Chief operating officer at the company Paul Adams commented: "Additive manufacturing is complementary to traditional methods by enabling new innovation in design, speed and affordability, and is necessary to build the next generation of jet engines. We are currently using additive manufacturing to build complex components with extreme precision for the flight-proven PurePower commercial jet engine."
Pratt & Whitney invested more than $4.5 million in the centre and over the coming five years, it will invest a further $3.5 million.
This development also supports Barack Obama's Advanced Manufacturing Partnership scheme, which has encouraged innovative collaborations between industry, universities and the government in order to increase the US's competitiveness since 2011. The initiative aims to do this by improving existing manufacturing capabilities through the development of advanced materials, components and technologies.

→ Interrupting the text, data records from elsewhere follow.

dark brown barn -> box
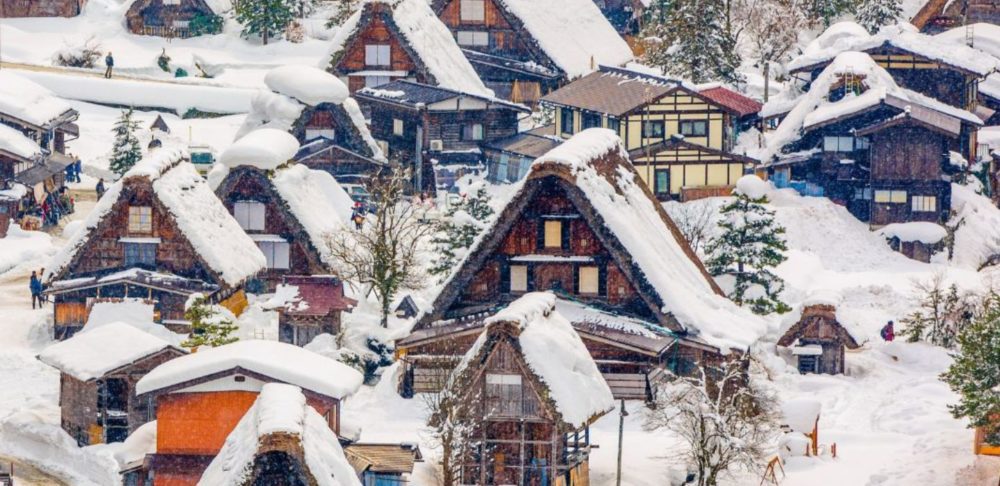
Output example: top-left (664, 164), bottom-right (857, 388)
top-left (278, 276), bottom-right (357, 346)
top-left (398, 128), bottom-right (758, 398)
top-left (353, 80), bottom-right (528, 192)
top-left (44, 147), bottom-right (266, 339)
top-left (0, 0), bottom-right (85, 17)
top-left (38, 322), bottom-right (186, 445)
top-left (436, 292), bottom-right (613, 486)
top-left (126, 0), bottom-right (227, 38)
top-left (778, 303), bottom-right (860, 375)
top-left (326, 0), bottom-right (491, 96)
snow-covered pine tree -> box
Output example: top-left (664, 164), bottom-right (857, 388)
top-left (327, 0), bottom-right (361, 27)
top-left (940, 291), bottom-right (1000, 446)
top-left (855, 0), bottom-right (901, 33)
top-left (809, 0), bottom-right (855, 28)
top-left (234, 0), bottom-right (297, 45)
top-left (109, 108), bottom-right (142, 177)
top-left (640, 0), bottom-right (743, 85)
top-left (429, 184), bottom-right (494, 282)
top-left (705, 185), bottom-right (790, 314)
top-left (181, 294), bottom-right (239, 349)
top-left (900, 276), bottom-right (977, 349)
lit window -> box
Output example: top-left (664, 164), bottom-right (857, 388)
top-left (364, 45), bottom-right (391, 67)
top-left (457, 31), bottom-right (489, 46)
top-left (234, 201), bottom-right (266, 232)
top-left (393, 119), bottom-right (404, 136)
top-left (510, 265), bottom-right (527, 292)
top-left (578, 266), bottom-right (599, 294)
top-left (460, 0), bottom-right (485, 22)
top-left (679, 120), bottom-right (707, 137)
top-left (874, 190), bottom-right (907, 203)
top-left (642, 121), bottom-right (664, 138)
top-left (462, 123), bottom-right (484, 141)
top-left (258, 240), bottom-right (290, 269)
top-left (128, 206), bottom-right (152, 234)
top-left (544, 220), bottom-right (562, 248)
top-left (912, 195), bottom-right (937, 212)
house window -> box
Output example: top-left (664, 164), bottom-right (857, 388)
top-left (305, 128), bottom-right (336, 141)
top-left (163, 0), bottom-right (180, 4)
top-left (823, 136), bottom-right (856, 152)
top-left (874, 190), bottom-right (907, 203)
top-left (855, 137), bottom-right (870, 150)
top-left (853, 187), bottom-right (872, 200)
top-left (679, 120), bottom-right (707, 137)
top-left (912, 195), bottom-right (937, 212)
top-left (172, 20), bottom-right (190, 28)
top-left (462, 123), bottom-right (484, 141)
top-left (485, 373), bottom-right (524, 416)
top-left (258, 240), bottom-right (290, 269)
top-left (642, 120), bottom-right (664, 138)
top-left (128, 206), bottom-right (152, 234)
top-left (543, 220), bottom-right (562, 248)
top-left (234, 201), bottom-right (266, 232)
top-left (123, 243), bottom-right (156, 267)
top-left (393, 118), bottom-right (404, 136)
top-left (509, 265), bottom-right (528, 292)
top-left (581, 112), bottom-right (602, 130)
top-left (457, 31), bottom-right (489, 46)
top-left (607, 117), bottom-right (620, 133)
top-left (364, 45), bottom-right (391, 67)
top-left (365, 75), bottom-right (391, 88)
top-left (578, 266), bottom-right (599, 294)
top-left (654, 169), bottom-right (670, 195)
top-left (460, 0), bottom-right (485, 22)
top-left (560, 108), bottom-right (574, 135)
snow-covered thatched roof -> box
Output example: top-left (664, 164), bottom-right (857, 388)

Catherine Smith, Commissioner of the Connecticut Department of Economic and Community Development, stated: "The Additive Manufacturing Innovation Center is the latest example of the structural and strategic changes we're making.
"These important investments in our state's future are reigniting and reinvigorating Connecticut's economy."
In the future, it is hoped the Pratt & Whitney Additive Manufacturing Innovation Center at the University of Connecticut will elevate the state's industries' production capabilities, reduce manufacturing times, eliminate material waste and enable the creation of a new generation of intricate, light-weight and durable custom products.